Il decreto esaminato dalla commissione, di per sé, rappresenta un semplice atto d’indirizzo rispetto a quanto è già stato previsto. Non vi è alcuna notizia. Casomai, va rilevato come la vicenda degli esodati continui, a causa dell’impostazione assunta in quest’ultimo anno, a essere segnata esclusivamente da criteri quantitativi. Si tiene, cioè, conto di un solo parametro: il contenimento degli oneri di finanza pubblica. E’ assente una visione del welfare riformatrice e in grado di governare il problema.
Secondo lei, che impostazione dovrebbe essere assunta?
La politica deve iniziare a considerare che stiamo parlando di persone, ridotte nella condizioni di non avere reddito da pensione o da lavoro per causa sua; non è, quindi, lecito fissare la platea di interessati in funzione delle disponibilità finanziarie. A prescinde dai costi – che ovviamente vanno stimati – le istituzioni devono prendere atto del fatto che è stata creata un’emergenza sociale, e che va sanata a tutti i costi.
Sta di fatto che le risorse scarseggiano…

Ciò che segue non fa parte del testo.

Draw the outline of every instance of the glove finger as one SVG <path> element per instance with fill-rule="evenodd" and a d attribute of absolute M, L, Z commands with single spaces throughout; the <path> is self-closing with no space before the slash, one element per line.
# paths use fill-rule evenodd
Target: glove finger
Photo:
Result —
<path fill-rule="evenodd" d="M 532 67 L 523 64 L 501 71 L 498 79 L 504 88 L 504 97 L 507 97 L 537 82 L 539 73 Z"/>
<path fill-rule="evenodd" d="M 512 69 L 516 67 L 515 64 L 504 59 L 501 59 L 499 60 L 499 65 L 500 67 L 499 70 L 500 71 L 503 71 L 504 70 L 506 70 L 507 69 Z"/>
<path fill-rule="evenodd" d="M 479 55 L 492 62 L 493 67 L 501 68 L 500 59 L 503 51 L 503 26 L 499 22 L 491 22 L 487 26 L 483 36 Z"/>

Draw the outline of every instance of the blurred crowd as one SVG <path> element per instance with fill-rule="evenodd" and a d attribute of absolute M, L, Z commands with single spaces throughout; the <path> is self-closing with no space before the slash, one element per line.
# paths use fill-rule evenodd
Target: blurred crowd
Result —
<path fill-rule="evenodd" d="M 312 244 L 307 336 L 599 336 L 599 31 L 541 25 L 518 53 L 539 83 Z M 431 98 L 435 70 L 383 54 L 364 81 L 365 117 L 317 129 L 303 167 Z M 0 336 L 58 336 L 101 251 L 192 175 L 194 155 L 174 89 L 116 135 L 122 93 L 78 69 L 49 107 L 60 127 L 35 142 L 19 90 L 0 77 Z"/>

Non direi: la riforma previdenziale produrrà un risparmio di 140 miliardi di euro in 10 anni. A fronte di ciò, è imperativo aprire una trattativa in cui sia possibile parlare delle persone, invece che degli oneri di finanza pubblica; e in cui si ragioni sull’impatto violento e deleterio determinato sulle prospettive di vita di centinaia di migliaia di persone; infine, si dovrà considerare che di tutto ciò sarebbe stato necessario farsene carico al momento dell’emanazione della riforma, come sempre è avvenuto in passato.
Sul finire della scorsa legislatura, il Parlamento è stato esautorato. Molte mosse delle commissioni sono state frenate dalla Ragioneria dello Stato. Non crede che il fenomeno abbia inciso sull’incapacità di risolvere la questione egli esodati?
A onore del vero, benché la normativa sia stata scritta dalle burocrazie, il Parlamento l’ha votata. Lo stesso Parlamento, che pur, in larga pare, ha preso a cuore la questione, non ha mai voluto spostare il perimetro della discussione dalle esigenze finanziarie al riconoscimento dell’emergenza sociale.
Crede che il nuovo Parlamento lo farà?
Me lo auguro. Come, del resto, mi auguro che le commissioni permanenti vengano al più presto istituite e si possa da vita a un governo autorevole in grado di predisporre le salvaguardie per tutte le persone interessate dalle penalizzazioni delle riforma Fornero. Il 16 aprile, inaugureremo un percorso che auspichiamo possa sanare definitivamente l’emergenza. Ovvero, manifesteremo con la Cgil e la Uil a Roma, di fronte al Parlamento; allora, deputati e senatore saranno tutti presenti, perché convocati per l’elezione del capo dello Stato. E sottoporremmo loro l’emergenza esodati, come quella relativa alla cassa integrazione in deroga agli sgoccioli.